Title:Compressed Neighbor Discovery for Wireless Networks

Abstract:This paper studies neighbor discovery problem in wireless networks, namely, each node wishes to discover and identify the network interface addresses (NIAs) of those nodes within a single hop. A novel paradigm, called compressed neighbor discovery is proposed, which enables all nodes to simultaneously discover their respective neighborhoods with a single frame of transmission. The key technique is to assign each node a unique on-off signature and let all nodes simultaneously transmit their signatures. Despite that the radios are half-duplex, each node observes a superposition of its neighbors' signatures through its own off-slots. To identify its neighbors out of a large network address space, each node solves a compressed sensing problem.

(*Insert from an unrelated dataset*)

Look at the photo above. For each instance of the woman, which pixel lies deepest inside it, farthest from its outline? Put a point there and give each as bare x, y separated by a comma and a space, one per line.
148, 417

Two practical schemes are studied. The first employs random on-off signatures, and each node discovers its neighbors using a noncoherent detection algorithm based on group testing. The second scheme uses on-off signatures based on a deterministic second-order Reed-Muller code, and applies a chirp decoding algorithm. The second scheme needs much lower signal-to-noise ratio (SNR) and a shorter frame to achieve the same error performance. A network of over one million Poisson distributed nodes is studied numerically, where each node has 30 neighbors on average, and the channel between each pair of nodes is subject to path loss and Rayleigh fading. Within a single frame of 4,096 symbols, nodes can discover their respective neighbors with on average 99.7% accuracy at 10 dB SNR. The complexity of the chirp decoding algorithm is sub-linear, so that it is in principle scalable to networks with 48-bit IEEE 802.11 MAC addresses. The compressed neighbor discovery schemes are much more efficient than conventional random access discovery, where nodes have to retransmit over many frames with random delays to be successfully discovered due to collisions.